I spent the past five days in an acroyoga immersion where I did lots of handstands and partner balance yoga and Thai massage for 7 hours a day. Do you know what acroyoga is? I find it so inspiring and courageous. During this workshop, there were about 30 of us there, balancing and falling and giggling the whole time. I did a lot of things that scared me--like cartwheeling out of a handstand!--and let a lot of people support me through that fear. All of these exercises showed me that I am much stronger than I let myself believe because fear isn't so real once I face it.
In fact, I feel like I have always been afraid of being so strong. In my life, I usually feel bigger than most people. Always the tallest girl in my classes until high school, now I'm 5'10 and wear size 11 shoes and have muscular legs. I have worked many years on accepting my body and have done so much healing. Yet still, deep down, maybe I still felt like being big made me stand out in a way I didn't like. Ladies are supposed to be smallish, right?

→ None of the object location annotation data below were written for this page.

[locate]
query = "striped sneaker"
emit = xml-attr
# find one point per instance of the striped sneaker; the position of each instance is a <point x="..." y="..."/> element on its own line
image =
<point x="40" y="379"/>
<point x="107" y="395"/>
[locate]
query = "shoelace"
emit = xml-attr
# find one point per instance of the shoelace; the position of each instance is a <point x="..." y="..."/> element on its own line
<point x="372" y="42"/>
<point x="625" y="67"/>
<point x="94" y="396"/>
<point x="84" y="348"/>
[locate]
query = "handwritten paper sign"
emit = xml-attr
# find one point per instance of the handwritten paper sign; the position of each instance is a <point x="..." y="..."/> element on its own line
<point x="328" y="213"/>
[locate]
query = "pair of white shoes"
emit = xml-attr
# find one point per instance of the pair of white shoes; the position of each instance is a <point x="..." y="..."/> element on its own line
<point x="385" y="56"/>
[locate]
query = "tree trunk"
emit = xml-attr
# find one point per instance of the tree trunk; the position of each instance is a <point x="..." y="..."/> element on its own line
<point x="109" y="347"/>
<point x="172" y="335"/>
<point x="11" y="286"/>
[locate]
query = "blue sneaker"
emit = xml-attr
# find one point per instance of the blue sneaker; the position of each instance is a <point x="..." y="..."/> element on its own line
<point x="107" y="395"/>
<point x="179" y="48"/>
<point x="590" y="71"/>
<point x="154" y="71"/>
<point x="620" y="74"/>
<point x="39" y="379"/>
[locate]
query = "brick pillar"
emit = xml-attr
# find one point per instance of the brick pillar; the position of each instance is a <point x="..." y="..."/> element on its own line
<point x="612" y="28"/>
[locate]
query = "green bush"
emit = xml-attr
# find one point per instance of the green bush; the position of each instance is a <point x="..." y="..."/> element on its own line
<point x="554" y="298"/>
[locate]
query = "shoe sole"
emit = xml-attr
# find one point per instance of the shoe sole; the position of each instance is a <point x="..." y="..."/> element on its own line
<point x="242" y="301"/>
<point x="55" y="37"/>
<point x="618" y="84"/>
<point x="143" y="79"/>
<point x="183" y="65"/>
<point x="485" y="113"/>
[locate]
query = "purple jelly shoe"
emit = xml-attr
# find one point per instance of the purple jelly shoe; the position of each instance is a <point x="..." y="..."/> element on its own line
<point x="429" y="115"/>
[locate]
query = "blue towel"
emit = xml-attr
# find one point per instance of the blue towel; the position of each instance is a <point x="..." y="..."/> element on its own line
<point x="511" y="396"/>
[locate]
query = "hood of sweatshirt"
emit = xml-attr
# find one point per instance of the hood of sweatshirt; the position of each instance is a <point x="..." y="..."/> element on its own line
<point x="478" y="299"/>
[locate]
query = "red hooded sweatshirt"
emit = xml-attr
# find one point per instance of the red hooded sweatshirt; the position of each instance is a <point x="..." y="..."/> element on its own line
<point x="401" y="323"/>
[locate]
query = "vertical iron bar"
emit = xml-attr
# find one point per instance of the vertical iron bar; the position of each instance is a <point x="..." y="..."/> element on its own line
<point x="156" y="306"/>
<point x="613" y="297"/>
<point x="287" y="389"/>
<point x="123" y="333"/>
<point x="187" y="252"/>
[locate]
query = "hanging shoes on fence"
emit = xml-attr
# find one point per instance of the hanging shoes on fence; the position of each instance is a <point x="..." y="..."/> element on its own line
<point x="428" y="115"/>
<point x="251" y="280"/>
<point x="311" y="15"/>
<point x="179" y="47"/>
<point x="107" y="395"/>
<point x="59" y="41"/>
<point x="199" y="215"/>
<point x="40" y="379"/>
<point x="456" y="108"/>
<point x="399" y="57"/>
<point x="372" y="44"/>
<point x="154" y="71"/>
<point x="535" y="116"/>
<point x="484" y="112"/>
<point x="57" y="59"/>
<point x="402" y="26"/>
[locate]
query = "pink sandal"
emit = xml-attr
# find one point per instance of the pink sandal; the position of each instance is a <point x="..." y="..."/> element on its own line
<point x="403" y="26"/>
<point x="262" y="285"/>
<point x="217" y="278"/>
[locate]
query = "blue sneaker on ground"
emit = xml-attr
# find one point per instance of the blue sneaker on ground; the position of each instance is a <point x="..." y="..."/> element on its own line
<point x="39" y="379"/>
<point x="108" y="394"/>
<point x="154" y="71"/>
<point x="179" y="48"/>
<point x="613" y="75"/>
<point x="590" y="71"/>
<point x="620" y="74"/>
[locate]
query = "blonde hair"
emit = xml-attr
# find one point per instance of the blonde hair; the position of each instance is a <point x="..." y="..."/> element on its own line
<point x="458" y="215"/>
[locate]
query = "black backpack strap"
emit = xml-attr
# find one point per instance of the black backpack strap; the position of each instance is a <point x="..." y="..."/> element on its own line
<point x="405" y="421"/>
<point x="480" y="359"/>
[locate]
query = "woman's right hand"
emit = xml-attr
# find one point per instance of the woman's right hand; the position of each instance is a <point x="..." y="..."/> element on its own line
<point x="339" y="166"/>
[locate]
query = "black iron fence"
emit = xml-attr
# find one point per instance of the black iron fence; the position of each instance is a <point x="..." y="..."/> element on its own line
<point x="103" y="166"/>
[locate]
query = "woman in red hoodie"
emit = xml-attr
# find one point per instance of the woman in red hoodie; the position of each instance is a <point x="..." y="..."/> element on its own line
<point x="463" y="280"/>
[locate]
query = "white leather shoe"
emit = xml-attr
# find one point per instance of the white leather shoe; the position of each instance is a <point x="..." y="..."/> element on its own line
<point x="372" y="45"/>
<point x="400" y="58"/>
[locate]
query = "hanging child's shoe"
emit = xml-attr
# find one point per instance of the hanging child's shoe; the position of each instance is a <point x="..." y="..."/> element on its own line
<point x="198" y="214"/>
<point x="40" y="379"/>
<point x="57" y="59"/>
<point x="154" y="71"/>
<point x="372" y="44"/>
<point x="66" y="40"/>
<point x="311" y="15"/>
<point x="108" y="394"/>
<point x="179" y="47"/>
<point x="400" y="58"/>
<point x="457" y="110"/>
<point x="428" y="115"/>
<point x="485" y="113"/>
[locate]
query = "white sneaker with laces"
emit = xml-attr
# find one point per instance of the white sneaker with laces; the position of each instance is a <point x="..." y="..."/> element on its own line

So during the retreat, they divided us up into bigger people who act as more of base and smaller people who do the flying. Of course, I was picked as a base and felt a twinge of being ashamed about that. But as we moved through the exercises, I realized that my body is really well suited to be a good base. I have long, strong legs with open hamstrings that help me to steer another person's body. Also, in acroyoga big feet are awesome for balancing a flyer. I love flying with people with big comfy feet and felt proud to be able to offer that to my flyers. Basically, the base is the support of the whole flying apparatus. As the week went on, I dug that role more and more and my body that helped me to do it so well.
In the yoga sutras, it's explained that to do yoga we need to be strong and soft at the same time. In my hopes of hiding in some way, I think I have avoided seeing myself as strong and tried instead to be kind. But now real life experience has shown me that I can do some pretty amazing things and that this strength only increases my ability to nurture those around me. In such a tough world, I see that it takes so much strength to be truly kind.
The coolest part of everything, is that I got to see everyone go through their own transformations and to feel like I was a part of that. Even the teaching team shared openly what they were going through and it truly felt like a community of support that heals through having fun. I feel really grateful to have shared in that kind of collective transformation and energized to teach these upcoming retreats in West Virginia in May, Bali in July and Costa Rica in just two weeks.
In other news, as the above photograph has given away, Adam and I got a dog! His name is Poncho, he's about 1 year old and we adopted him after he was found wandering back roads in Southern Virginia. As a terrier/shepherd mix, he is endlessly curious, guards the house and wants to smell everything and chase each squirrel he sees. Luckily, he's also relaxed enough for a good nap and cuddle when the moment calls for it now. Perhaps he's a little, furry representation of that strength/softness I've been searching for myself. Perhaps this is why I love him so much.